Following the Bayou
Louisiana – Monday, January 7
Before leaving Lafayette, I had one more donation to do. There was a Center for Veterans that is a homeless shelter and it provides about 20 beds for veterans, in addition to the St. Joseph shelter for men which provides more beds. It’s all part of the Lafayette Catholic Service Centers. When I talked with the manager yesterday, he had indicated they didn’t need food, but clothes were always welcome. $56 won’t go real far with clothes, but I was able to get 30 pairs of socks, a dozen tshirts and a pair of sweat pants. The homeless shelter wasn’t in the greatest part of town, and some of the guys were just sort of hanging around out front – I believe they have to sign up for a bed in the morning. But they were all very polite, and offered to help me carry stuff inside, and the manager was right there, and even the guys inside said thanks. I couldn’t get a picture of the place – I’m careful to not take pictures of anyone actually using the facilities of a food bank or shelter – trying to respect their dignity!

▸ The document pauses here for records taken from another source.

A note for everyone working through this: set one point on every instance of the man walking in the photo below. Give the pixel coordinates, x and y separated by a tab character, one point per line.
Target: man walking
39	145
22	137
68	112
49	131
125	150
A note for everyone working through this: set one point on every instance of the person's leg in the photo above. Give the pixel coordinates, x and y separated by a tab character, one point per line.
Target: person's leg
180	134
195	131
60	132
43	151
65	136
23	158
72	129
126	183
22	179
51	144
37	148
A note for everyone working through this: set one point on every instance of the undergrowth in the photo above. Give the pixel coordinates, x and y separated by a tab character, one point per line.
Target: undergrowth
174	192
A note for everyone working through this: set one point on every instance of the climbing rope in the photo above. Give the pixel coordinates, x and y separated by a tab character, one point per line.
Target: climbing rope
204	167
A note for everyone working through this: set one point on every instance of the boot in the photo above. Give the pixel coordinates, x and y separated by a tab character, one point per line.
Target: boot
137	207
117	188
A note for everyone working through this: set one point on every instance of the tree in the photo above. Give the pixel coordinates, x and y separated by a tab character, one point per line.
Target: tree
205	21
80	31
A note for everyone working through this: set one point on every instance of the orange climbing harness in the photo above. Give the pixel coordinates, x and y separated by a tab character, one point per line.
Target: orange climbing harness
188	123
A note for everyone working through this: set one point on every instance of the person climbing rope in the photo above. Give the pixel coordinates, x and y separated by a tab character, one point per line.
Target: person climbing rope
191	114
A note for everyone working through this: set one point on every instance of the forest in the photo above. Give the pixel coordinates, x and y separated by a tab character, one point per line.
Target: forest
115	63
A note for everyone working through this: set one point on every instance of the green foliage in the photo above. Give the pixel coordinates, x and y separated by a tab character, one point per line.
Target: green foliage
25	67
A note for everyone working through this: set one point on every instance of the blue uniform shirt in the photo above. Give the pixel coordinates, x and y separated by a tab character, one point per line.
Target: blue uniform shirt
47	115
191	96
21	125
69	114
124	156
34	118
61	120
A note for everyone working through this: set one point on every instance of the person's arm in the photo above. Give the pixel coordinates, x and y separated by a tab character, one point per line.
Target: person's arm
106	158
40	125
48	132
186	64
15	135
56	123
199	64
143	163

Then I headed south through the little towns that dot the countryside along the big Bayou Teche – many of which have a French past, and street signs are often in French. The bayou water is brown and doesn’t look very appealing, but it’s a lifeline to the people who use the bayou to access shrimp and crawfish grounds. I stopped in St. Martinville and walked around the pretty little town. There’s lots of huge oaks with moss and ferns hanging from huge branches. They look like good climbing trees! There was a statue of Henry Wadsworth Longfellow by the bayou – he wrote the Hiawatha poem which I’m familiar with, and also an Evangeline poem which is a big part of the lore in this area, which I wasn’t familiar with. Longfellow Evangeline State Historic Site looked like a really interesting place to visit, but they were closed on Mondays so I lost out on that opportunity. Next I headed for New Iberia, which is the only Spanish-influenced town in a predominantly French-influenced area. Tula and I walked all through town, and down by the bayou again and crossed the drawbridge. Tula doesn’t like the grates on the drawbridge (or anywhere else) so we won’t be walking across any more of those together! Luckily it wasn’t a big bridge! There’s just lots of them to allow the shrimp boats to get out. I’m guessing there must be some sort of schedule with the drawbridges that the fishermen know since they have to go under multiple bridges. I also walked quite a ways through one of the neighborhoods with some of the old historic homes. There was a stone shrine – The Grotto of our Lady of Lourdes modeled after the one in France, and people leave various offerings there.
Then I drove through Jeanerette and Franklin and stopped once again in Morgan City. I stopped in their visitor center and finally figured out what Louisiana’s parishes were. There are always signs about entering and leaving different parishes, and people seem to take pride in the parish they live in, but I didn’t know if parishes were a religious thing, or towns, or cities, or what. It turns out that Louisiana is the only state that doesn’t have counties, and their “counties” are called parishes. Mystery solved. We walked down by the waterfront and through the historic part of Morgan City and around the parks, and finished off the walking for the day by the time it got dark. Morgan City used to call itself the shrimp capital of the world, but then they also got caught up in the petroleum industry when oil was discovered, so to honor both industries, they have a big Shrimp and Petroleum Festival every Labor Day Weekend – seems like a funny combination.
I had a little bit of trouble finding a pet-friendly motel ($75 pet fees?!?) but after calling around a bit I found a good place right in Morgan City, which was good because I didn’t want to miss bayou scenery driving in the dark. It’s been quite cool – and frequently rainy at night, so I haven’t been able to camp lately. And tonight was another very rainy night, with rain in the forecast for tomorrow too.